I smile when I wrote again in the title, because I like this stone and I wish that more browns would roll my way. But I haven’t seen any for years (2013). I am sure the rough came from East Africa and I don’t know if the rough is not being produced or just being bought by powers beyond the ability of a mere mortal lapidary to get any.

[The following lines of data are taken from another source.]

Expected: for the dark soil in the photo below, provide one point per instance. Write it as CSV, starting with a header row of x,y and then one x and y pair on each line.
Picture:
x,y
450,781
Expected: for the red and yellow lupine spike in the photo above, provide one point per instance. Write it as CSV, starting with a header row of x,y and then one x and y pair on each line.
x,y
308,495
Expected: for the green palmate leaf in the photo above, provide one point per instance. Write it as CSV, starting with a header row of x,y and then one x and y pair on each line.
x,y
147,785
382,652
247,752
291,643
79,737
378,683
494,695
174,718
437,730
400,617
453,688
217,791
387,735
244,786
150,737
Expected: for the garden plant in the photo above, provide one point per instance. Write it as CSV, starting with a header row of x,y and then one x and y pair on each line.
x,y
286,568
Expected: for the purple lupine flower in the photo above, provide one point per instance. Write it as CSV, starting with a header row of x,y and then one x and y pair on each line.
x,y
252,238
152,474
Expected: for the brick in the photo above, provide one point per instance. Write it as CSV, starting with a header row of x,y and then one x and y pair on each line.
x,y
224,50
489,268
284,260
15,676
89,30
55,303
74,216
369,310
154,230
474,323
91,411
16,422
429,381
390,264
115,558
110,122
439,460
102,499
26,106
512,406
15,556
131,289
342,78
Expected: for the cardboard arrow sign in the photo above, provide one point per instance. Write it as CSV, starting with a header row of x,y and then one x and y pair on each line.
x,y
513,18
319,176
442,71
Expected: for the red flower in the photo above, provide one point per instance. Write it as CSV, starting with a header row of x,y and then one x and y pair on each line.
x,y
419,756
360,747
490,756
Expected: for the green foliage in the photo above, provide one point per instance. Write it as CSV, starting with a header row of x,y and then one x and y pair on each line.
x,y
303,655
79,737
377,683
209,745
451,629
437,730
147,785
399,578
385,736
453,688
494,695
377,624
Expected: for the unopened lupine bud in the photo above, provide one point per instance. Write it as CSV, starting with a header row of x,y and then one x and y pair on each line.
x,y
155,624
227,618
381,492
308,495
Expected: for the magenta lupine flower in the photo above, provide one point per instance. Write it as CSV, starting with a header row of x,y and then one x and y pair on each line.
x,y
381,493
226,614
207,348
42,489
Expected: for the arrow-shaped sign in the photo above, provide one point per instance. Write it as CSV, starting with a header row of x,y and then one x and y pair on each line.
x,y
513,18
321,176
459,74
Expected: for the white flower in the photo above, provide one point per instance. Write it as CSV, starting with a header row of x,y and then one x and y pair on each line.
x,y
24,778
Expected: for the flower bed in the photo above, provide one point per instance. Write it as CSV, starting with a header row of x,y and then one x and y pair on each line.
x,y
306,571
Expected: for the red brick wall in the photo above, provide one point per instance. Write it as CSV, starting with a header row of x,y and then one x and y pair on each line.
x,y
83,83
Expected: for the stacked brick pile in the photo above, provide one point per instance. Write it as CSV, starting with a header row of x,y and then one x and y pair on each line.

The posted oval is a medium dark desaturated orange that likes the name of mahogany. There is enough orange left in the flash to just keep it out of being called a chocolate, but maybe that would be a better name for it. Seeing that diamonds seemed to have found a way to sell such darkly toned gems for a nice profit. It color is mostly flash driven in this apparently eye clean gem that weighs 3.84 carats.
Bruce
About Bruce Fry
I was born in Summit, NJ in 1947 and graduated from Summit High School in 1966. I graduated from the Colorado School of Mines in 1970 and after spending another year in graduate school, I left to see the world of Brazil. After spending some more time discovering myself, I ended up working for the Commonwealth of Pennsylvania for 32 years as an Air Quality Engineer in the Department of Environmental Protection. I retired in 2007 and took up faceting gemstones again after a long hiatus that reached back to my twenties. I had started cutting cabochons when I was 13 and bought my first faceting machine when I was 15, but ran out of money and time until I retired.
My great love in gemology is tourmaline and the collection presented here represents my effort to get as much beauty and variety in the colors of tourmaline as I can. I was particularly lucky in being able to get unheated cuprian tourmaline before copper was discovered in gem grade tourmaline from Mozambique.